2. The dominant events of the Bush era were 9/11, and our two big foreign wars. After 9/11, Bush carefully avoided calling up populist hate against Muslims. But the war in Iraq was knowingly sold to the public based on lies, and we chose to rush in while many potential allies were still debating. The war in Iraq cost a vast amount of US wealth, and it hurt US interests. The reconstruction after the war was run by totally unqualified 22-year-old College Republican hacks, and failed catastrophically. Worst aid program of the century (so far).
3. There is a whole subplot involving Dick Cheney, the apparent mastermind behind much of our foreign policy. John Perry Barlow, of the Grateful Dead(!), wrote a fascinating essay on what Cheney was likely thinking: https://web.archive.org/web/20030401224114/http://www.interesting-people.org/archives/interesting-people/200302/msg00186.html You remember how Liz Cheney just lit her political career on fire and crashed into Trump's future? The Cheneys will actually make significant personal sacrifices to save the United States. But you might be alarmed by some of what they're saving it _for_.
4. Under normal circumstances, historians would probably judge George W Bush in the bottom 5 or 10 US Presidents.
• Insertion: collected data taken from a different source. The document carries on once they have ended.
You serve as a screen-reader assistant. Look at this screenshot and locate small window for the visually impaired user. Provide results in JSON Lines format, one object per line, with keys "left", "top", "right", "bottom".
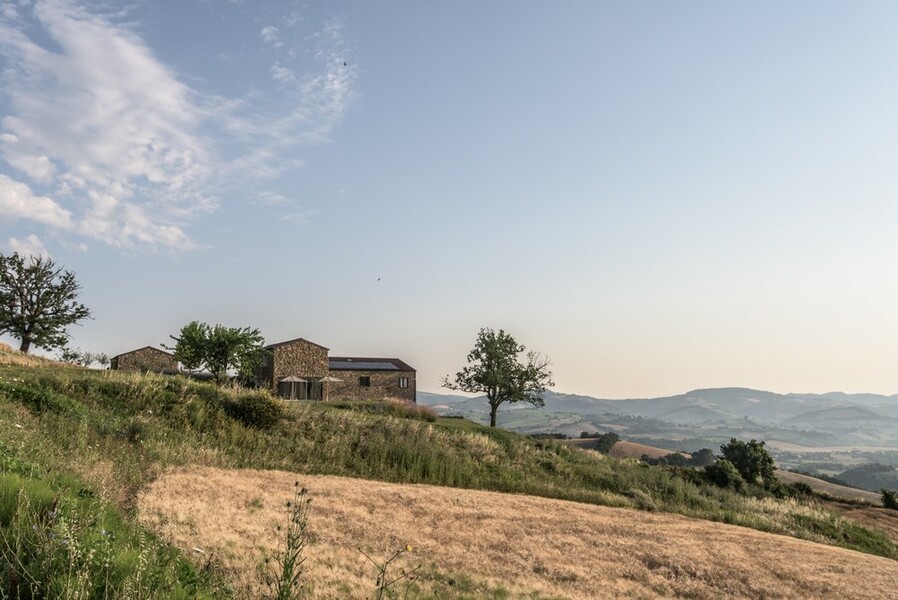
{"left": 399, "top": 377, "right": 408, "bottom": 388}
{"left": 359, "top": 376, "right": 371, "bottom": 387}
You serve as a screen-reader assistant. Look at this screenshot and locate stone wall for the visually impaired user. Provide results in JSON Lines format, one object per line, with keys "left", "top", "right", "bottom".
{"left": 326, "top": 369, "right": 416, "bottom": 403}
{"left": 258, "top": 339, "right": 329, "bottom": 393}
{"left": 112, "top": 347, "right": 178, "bottom": 373}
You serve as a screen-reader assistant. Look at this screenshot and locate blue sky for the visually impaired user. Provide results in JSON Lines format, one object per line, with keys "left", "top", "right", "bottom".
{"left": 2, "top": 1, "right": 898, "bottom": 398}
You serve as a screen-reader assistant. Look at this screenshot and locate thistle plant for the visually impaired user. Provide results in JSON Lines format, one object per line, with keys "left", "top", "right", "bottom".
{"left": 262, "top": 482, "right": 312, "bottom": 600}
{"left": 359, "top": 544, "right": 421, "bottom": 600}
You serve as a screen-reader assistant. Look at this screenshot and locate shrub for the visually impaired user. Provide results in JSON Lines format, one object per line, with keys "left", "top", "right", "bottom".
{"left": 882, "top": 489, "right": 898, "bottom": 510}
{"left": 224, "top": 390, "right": 286, "bottom": 429}
{"left": 704, "top": 459, "right": 746, "bottom": 492}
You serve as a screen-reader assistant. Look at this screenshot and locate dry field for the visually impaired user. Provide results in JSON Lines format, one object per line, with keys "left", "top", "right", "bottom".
{"left": 776, "top": 470, "right": 882, "bottom": 504}
{"left": 608, "top": 440, "right": 688, "bottom": 460}
{"left": 765, "top": 440, "right": 898, "bottom": 453}
{"left": 556, "top": 439, "right": 686, "bottom": 461}
{"left": 139, "top": 465, "right": 898, "bottom": 599}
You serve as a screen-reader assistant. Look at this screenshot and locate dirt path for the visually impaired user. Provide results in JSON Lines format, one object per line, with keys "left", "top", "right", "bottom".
{"left": 139, "top": 465, "right": 898, "bottom": 599}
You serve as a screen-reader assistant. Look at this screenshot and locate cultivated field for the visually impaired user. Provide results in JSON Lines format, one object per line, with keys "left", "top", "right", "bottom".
{"left": 608, "top": 440, "right": 689, "bottom": 460}
{"left": 139, "top": 465, "right": 898, "bottom": 599}
{"left": 557, "top": 438, "right": 689, "bottom": 460}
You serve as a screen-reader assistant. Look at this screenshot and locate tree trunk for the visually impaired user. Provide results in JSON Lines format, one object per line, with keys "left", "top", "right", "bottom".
{"left": 489, "top": 403, "right": 498, "bottom": 427}
{"left": 19, "top": 337, "right": 31, "bottom": 354}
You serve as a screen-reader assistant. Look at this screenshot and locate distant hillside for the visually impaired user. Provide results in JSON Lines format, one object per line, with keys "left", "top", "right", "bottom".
{"left": 418, "top": 387, "right": 898, "bottom": 449}
{"left": 837, "top": 464, "right": 898, "bottom": 493}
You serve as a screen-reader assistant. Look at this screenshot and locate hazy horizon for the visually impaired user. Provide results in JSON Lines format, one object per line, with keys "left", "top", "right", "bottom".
{"left": 3, "top": 1, "right": 898, "bottom": 399}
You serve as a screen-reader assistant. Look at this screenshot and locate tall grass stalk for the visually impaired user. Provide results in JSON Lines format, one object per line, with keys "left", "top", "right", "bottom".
{"left": 262, "top": 483, "right": 312, "bottom": 600}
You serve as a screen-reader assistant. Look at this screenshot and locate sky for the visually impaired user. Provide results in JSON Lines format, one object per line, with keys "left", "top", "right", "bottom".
{"left": 2, "top": 0, "right": 898, "bottom": 399}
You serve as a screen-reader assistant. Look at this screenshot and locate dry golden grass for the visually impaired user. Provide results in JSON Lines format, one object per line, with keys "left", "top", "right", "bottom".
{"left": 608, "top": 440, "right": 688, "bottom": 460}
{"left": 0, "top": 343, "right": 63, "bottom": 367}
{"left": 139, "top": 465, "right": 898, "bottom": 599}
{"left": 776, "top": 470, "right": 882, "bottom": 505}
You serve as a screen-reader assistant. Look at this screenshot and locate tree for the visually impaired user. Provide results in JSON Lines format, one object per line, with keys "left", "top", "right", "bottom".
{"left": 0, "top": 252, "right": 92, "bottom": 353}
{"left": 442, "top": 327, "right": 553, "bottom": 428}
{"left": 689, "top": 448, "right": 717, "bottom": 467}
{"left": 719, "top": 438, "right": 777, "bottom": 488}
{"left": 167, "top": 321, "right": 264, "bottom": 384}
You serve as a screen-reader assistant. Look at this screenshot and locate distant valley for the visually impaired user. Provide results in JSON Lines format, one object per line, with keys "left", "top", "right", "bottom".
{"left": 418, "top": 387, "right": 898, "bottom": 486}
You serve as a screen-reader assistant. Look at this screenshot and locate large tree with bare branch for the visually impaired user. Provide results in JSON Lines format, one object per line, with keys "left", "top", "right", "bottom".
{"left": 0, "top": 252, "right": 92, "bottom": 354}
{"left": 443, "top": 327, "right": 554, "bottom": 427}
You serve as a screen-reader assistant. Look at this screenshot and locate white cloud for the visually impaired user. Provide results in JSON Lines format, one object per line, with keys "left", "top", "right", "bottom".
{"left": 0, "top": 1, "right": 355, "bottom": 252}
{"left": 0, "top": 174, "right": 73, "bottom": 229}
{"left": 270, "top": 61, "right": 295, "bottom": 83}
{"left": 7, "top": 234, "right": 49, "bottom": 257}
{"left": 261, "top": 25, "right": 281, "bottom": 47}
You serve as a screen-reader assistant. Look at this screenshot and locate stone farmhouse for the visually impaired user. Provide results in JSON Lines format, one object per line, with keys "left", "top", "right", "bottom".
{"left": 110, "top": 346, "right": 179, "bottom": 374}
{"left": 255, "top": 337, "right": 416, "bottom": 403}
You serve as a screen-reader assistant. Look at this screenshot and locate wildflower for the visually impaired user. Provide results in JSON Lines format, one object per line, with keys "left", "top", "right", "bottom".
{"left": 405, "top": 545, "right": 413, "bottom": 552}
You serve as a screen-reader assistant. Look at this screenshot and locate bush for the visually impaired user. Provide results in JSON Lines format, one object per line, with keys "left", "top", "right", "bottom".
{"left": 882, "top": 489, "right": 898, "bottom": 510}
{"left": 704, "top": 459, "right": 746, "bottom": 492}
{"left": 224, "top": 390, "right": 286, "bottom": 429}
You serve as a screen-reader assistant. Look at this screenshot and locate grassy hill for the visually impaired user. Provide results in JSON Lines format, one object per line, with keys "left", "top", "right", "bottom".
{"left": 2, "top": 356, "right": 898, "bottom": 597}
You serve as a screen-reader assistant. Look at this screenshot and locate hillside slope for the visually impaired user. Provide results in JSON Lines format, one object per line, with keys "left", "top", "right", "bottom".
{"left": 141, "top": 465, "right": 898, "bottom": 600}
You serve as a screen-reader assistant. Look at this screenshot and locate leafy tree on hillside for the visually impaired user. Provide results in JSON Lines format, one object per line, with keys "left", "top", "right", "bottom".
{"left": 0, "top": 252, "right": 92, "bottom": 353}
{"left": 690, "top": 448, "right": 717, "bottom": 467}
{"left": 593, "top": 432, "right": 620, "bottom": 454}
{"left": 167, "top": 321, "right": 264, "bottom": 384}
{"left": 720, "top": 438, "right": 777, "bottom": 488}
{"left": 442, "top": 328, "right": 553, "bottom": 427}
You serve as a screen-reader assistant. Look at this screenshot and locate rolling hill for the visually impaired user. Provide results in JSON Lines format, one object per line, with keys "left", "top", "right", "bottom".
{"left": 418, "top": 387, "right": 898, "bottom": 449}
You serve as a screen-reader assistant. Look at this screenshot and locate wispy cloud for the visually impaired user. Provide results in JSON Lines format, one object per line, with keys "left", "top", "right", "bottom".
{"left": 7, "top": 234, "right": 49, "bottom": 257}
{"left": 0, "top": 0, "right": 355, "bottom": 252}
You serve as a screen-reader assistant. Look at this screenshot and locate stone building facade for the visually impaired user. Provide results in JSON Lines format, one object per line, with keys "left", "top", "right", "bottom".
{"left": 326, "top": 357, "right": 416, "bottom": 403}
{"left": 255, "top": 338, "right": 330, "bottom": 400}
{"left": 110, "top": 346, "right": 179, "bottom": 373}
{"left": 255, "top": 338, "right": 416, "bottom": 403}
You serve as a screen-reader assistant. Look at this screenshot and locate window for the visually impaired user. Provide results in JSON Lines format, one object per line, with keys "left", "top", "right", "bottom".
{"left": 399, "top": 377, "right": 408, "bottom": 388}
{"left": 359, "top": 376, "right": 371, "bottom": 387}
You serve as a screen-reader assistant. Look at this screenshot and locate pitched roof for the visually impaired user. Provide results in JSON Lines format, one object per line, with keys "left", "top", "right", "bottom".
{"left": 328, "top": 357, "right": 415, "bottom": 372}
{"left": 264, "top": 337, "right": 330, "bottom": 351}
{"left": 112, "top": 346, "right": 173, "bottom": 359}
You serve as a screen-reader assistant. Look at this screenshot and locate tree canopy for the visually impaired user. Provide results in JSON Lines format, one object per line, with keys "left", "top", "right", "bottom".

Lying your way into a trillion dollar war that hurts US strategic interests is a good way to do that. Also, the Great Recession started on his watch. However, in light of everything that has happened since, historians will have far more interesting topics to study.
5. Bush sometimes just went and did genuinely good things just because he thought it was a good idea. He did some impressive environmental conservation, for example.
Realistically, in a democratic society, it's useful to have a wide variety of different groups with different ideas about how to run the country. And it's OK for them to occasionally win over a coalition of voters and try out those ideas. Some of those ideas will be bad. Some will be great!
I do, however, miss having true New England Republicans. They were socially liberalish, but the core of their political philosophy was roughly, "Yes, we can have some nice things. But remember, nice things usually cost money. Can we actually afford this particular nice thing? Also, boring competence saves money so we will be able to afford a few more nice things in the future." Even if you were on the other side of a particular issue, they were delightful political opponents.